Britain’s Deputy PM was drowned in boos at a synagogue vigil as furious Jews accused him of enabling antisemitism.
Deputy Prime Minister David Lammy faced open outrage on Friday as Manchester’s Jewish community refused to stay silent in the wake of a Yom Kippur terror attack that left one worshipper dead and others injured outside the Heaton Park Hebrew Congregation.
Arriving in the pouring rain to deliver platitudes of “solidarity,” Lammy instead encountered a furious crowd that held him and the UK Government directly responsible for fueling Jew-hatred on Britain’s streets and campuses.
Chants of “Shame on you!”, “Go to Palestine, leave us alone!” and “Stop the marches!” cut through his speech, while others accused him of having “blood on your hands.”
The backlash erupted over the Government’s recent recognition of a Palestinian state and its failure to crack down on weekly anti-Israel marches across London and other cities, where open antisemitism has been allowed to fester. One man thundered, “You are all guilty. You have allowed Jew hatred in Manchester, on the streets. We do not want you speaking here today.”

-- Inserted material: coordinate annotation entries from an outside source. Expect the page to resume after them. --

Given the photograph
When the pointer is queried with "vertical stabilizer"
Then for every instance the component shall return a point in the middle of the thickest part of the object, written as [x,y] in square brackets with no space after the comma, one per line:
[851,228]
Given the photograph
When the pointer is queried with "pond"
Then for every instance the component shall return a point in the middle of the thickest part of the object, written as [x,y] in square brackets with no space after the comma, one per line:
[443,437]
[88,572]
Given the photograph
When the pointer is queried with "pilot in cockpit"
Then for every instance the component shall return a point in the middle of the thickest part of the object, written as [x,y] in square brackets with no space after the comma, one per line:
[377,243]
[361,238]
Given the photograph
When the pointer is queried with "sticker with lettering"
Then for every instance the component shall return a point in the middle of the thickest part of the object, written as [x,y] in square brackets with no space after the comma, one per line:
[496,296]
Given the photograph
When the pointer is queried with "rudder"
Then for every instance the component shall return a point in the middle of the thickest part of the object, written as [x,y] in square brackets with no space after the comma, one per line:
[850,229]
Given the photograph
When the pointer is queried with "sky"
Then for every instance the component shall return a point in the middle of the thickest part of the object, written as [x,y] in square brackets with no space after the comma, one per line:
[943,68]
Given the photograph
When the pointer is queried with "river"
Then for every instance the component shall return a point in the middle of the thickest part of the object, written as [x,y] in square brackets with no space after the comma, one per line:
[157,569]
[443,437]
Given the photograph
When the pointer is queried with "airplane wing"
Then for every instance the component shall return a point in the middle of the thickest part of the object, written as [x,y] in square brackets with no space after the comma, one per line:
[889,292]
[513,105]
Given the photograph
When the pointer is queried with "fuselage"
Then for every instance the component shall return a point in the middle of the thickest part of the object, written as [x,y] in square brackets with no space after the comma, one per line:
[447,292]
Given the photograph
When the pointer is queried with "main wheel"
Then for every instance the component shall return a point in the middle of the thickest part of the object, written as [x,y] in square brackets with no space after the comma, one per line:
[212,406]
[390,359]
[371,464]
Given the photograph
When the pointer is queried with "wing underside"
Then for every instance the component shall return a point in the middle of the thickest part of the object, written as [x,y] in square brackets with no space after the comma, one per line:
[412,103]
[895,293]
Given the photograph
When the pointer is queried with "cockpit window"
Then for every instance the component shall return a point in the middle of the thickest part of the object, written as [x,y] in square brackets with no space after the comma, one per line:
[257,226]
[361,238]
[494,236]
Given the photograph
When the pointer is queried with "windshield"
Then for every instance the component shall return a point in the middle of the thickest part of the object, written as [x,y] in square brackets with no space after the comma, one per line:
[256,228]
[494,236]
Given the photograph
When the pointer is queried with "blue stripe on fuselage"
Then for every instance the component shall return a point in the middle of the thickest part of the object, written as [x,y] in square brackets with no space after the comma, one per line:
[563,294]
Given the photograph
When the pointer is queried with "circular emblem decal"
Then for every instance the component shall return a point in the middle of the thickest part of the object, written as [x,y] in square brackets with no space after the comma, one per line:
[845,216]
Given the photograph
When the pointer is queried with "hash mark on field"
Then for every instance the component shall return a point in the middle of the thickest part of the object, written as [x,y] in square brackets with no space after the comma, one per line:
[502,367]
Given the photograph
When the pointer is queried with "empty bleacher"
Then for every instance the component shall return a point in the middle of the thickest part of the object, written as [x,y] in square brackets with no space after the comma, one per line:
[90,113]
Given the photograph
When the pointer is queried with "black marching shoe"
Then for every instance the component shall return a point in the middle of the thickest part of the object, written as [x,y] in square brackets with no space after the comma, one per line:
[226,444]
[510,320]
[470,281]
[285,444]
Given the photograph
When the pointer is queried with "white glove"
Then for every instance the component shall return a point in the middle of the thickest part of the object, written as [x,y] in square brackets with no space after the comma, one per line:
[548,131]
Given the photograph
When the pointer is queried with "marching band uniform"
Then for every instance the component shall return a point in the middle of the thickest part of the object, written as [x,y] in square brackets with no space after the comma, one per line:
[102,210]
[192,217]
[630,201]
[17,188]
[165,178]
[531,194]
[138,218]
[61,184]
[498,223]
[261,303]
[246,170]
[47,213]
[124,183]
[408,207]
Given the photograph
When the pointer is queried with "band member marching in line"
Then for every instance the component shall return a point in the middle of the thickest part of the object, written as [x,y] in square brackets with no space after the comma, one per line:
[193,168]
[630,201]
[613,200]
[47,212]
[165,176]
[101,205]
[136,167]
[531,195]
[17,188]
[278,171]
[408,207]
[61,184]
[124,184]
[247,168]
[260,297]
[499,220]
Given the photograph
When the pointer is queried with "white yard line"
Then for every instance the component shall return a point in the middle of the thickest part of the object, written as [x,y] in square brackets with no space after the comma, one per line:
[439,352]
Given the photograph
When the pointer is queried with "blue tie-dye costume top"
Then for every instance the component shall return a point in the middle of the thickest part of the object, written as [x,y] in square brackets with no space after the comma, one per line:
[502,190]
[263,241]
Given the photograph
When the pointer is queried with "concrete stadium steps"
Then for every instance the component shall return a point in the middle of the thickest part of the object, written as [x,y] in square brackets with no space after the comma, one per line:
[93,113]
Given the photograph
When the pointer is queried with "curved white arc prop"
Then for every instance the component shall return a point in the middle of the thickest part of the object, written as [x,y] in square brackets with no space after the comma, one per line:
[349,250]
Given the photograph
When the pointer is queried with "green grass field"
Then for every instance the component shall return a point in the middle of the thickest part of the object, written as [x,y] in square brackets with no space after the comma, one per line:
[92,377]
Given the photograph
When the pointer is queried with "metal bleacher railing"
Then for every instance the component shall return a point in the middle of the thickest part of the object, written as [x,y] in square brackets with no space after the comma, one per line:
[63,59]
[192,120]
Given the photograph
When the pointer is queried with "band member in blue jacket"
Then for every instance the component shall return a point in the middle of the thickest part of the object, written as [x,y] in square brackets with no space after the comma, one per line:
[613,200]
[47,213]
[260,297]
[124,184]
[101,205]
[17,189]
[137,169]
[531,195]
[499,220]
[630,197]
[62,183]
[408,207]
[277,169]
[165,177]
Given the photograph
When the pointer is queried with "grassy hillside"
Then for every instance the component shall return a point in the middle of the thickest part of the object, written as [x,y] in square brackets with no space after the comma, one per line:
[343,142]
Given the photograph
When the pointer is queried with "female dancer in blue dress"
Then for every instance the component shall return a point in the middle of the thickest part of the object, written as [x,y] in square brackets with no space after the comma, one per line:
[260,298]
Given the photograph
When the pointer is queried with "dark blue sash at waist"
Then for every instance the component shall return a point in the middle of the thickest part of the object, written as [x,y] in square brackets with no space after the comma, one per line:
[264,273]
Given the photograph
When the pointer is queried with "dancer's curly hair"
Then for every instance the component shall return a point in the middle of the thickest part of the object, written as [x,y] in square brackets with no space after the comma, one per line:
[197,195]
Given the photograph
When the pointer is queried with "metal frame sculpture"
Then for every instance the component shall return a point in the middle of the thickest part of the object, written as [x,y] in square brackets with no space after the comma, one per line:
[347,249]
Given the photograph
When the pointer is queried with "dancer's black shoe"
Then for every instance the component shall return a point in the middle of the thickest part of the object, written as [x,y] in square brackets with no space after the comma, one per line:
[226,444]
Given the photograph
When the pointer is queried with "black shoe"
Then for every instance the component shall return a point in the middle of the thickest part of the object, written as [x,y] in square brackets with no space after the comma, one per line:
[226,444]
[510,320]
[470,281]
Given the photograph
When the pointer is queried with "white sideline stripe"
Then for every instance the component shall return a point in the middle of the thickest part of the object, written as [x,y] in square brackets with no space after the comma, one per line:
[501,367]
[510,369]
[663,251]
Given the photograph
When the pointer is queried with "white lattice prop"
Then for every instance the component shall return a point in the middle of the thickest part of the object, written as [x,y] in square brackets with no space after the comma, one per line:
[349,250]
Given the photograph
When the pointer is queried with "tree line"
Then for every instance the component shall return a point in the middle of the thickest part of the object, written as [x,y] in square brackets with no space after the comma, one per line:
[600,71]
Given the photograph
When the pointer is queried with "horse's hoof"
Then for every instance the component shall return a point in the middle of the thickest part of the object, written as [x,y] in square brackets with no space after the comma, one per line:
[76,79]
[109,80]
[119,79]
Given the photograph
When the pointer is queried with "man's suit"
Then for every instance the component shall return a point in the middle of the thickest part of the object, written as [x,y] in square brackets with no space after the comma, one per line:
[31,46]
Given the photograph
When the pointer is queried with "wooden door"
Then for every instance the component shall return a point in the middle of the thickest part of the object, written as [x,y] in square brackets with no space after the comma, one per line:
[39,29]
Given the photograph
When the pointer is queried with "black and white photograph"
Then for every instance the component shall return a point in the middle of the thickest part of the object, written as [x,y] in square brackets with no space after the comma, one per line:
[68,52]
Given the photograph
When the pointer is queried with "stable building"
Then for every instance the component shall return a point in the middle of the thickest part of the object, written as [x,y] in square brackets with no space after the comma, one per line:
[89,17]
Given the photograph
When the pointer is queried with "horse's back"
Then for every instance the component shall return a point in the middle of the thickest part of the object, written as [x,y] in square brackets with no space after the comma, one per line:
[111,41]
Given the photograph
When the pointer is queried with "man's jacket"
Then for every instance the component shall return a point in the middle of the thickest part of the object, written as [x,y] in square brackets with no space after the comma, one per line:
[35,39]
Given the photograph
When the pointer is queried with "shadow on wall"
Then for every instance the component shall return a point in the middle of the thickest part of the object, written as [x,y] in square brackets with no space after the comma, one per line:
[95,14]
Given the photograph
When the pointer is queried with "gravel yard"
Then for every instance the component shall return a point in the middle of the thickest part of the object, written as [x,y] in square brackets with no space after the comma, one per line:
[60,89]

Even Lammy’s attempt to open with the word “friends” was met with scoffs. As he praised the Jewish community’s “strength and resilience,” hecklers shouted back that his government had “enabled it, every Saturday” — a clear reference to the anti-Israel rallies that glorify Hamas and intimidate Jewish citizens.
Lammy’s call for marchers to “reflect with human dignity” fell flat, seen as yet another empty plea instead of decisive action. The community made it clear: words no longer suffice. The Jewish people of Britain are demanding protection — not platitudes — from a government they believe has emboldened antisemitism rather than stopped it.